Step 3: Create Event Notification Configuration

Open the source buckets where you want to create an event configuration. For each bucket, perform the following:

  1. Go to Properties > Event Notifications and click Create event notification.

    ../../../_images/S3OCF_14.png
  2. Provide the Event name.

    ../../../_images/S3OCF_15.png
  3. Select the type of events that need to be captured from this source bucket.

    ../../../_images/S3OCF_16.png
  1. In Destination, select Lambda function and select Choose from your Lambda functions in Specify Lambda function.
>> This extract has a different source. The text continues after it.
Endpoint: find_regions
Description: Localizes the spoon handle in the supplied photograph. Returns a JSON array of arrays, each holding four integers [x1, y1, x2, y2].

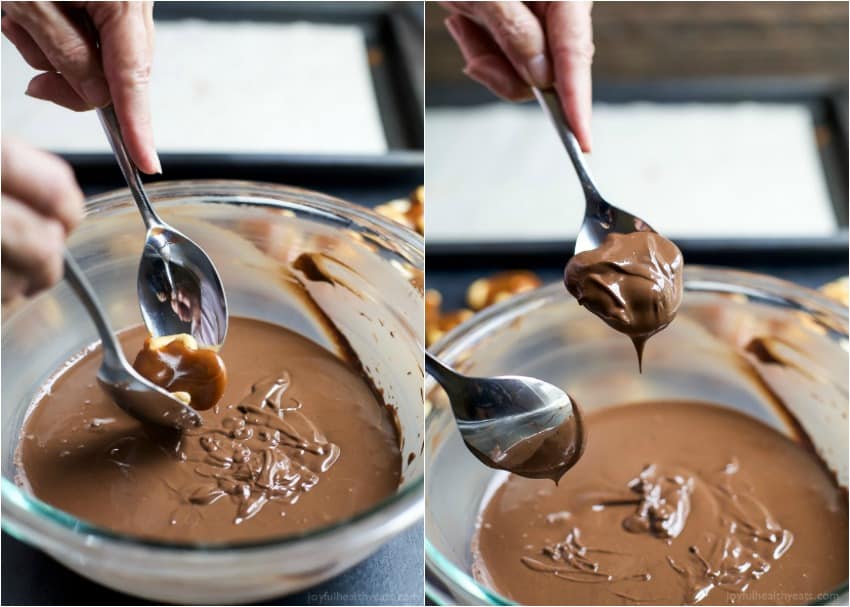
[[96, 105, 161, 230], [532, 88, 604, 211], [425, 351, 467, 398], [63, 251, 127, 369]]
Select the Lambda function that is created in Step 2: Create the Lambda Function to Write Event Notifications to the Destination Bucket from the dropdown list.

../../../_images/S3OCF_17.png

Limitations

  1. For incremental extraction, If you have any existing event notifications set up on the source buckets currently, you will not be able to use Incremental extraction.

  2. The last modification time will not be displayed for the folders.

  3. For Incremental Extraction, the last modified timestamp for files for incremental events will be displayed as the time.

  4. After migration, the owner details will be stay as is and not be removed.

Native to OCF Migration

Refer to Native to OCF Migration.

Troubleshooting

Refer to Troubleshooting.

Terraform Configuration

  1. AWS Error while executing a script:

    • Make sure that you have provided a valid permission to the user which is used in the script

  2. Bucket missing error:

    • Make sure the buckets present in the source-bucket-list.json file exist in S3

  3. Access denied error:

    • Make sure you have required access while executing a script

    • Make sure you have added a correct region

  4. Cannot create a bucket error:

    • Make sure you have given required permission and also a unique name to target_bucket_for_inventory

  5. Cannot create a Lambda function error:

    • Make sure you have given required permission and also a unique name to lambda_function_name

Alation Configuration

  1. Test connection issue:

    • Make sure the AWS access key and secret key is correct

    • Make sure you have provided a correct region

    • Make sure the access key and secret key has required access as mentioned in Create an AWS S3 User for section of this document

  2. No inventory reports found:

    • Make sure that the destination bucket is correct

    • If that is correct then wait till 48 hours after setting up inventory for inventory generation and try again

  3. MDE or filter extraction failure due to access issue:

    • Make sure the user has access to destination bucket

  4. MDE or bucket list error:

    Error:

    • File is initialized without providing a rootPath

    • File path can’t be null or empty

    Troubleshooting:

    • Do not reuse buckets for the destination inventory bucket for this connector.

    • Ensure that all buckets in the destination bucket are named properly.

    • Verify the Inventory Configuration for each source bucket you are ingesting.

    • If there is already a bucket path that has a blank name or / in the destination inventory bucket, remove it. Review the inventory configuration for each source bucket.

Lambda Function Logs

  1. Go to AWS S3 console > Lambda Functions section.

  2. Select the lambda function that you have created and go to the Monitor section.

  3. Click View Logs in Cloudwatch, that will open a new tab.

  4. In Cloudwatch, search for a particular log based on date or prefix.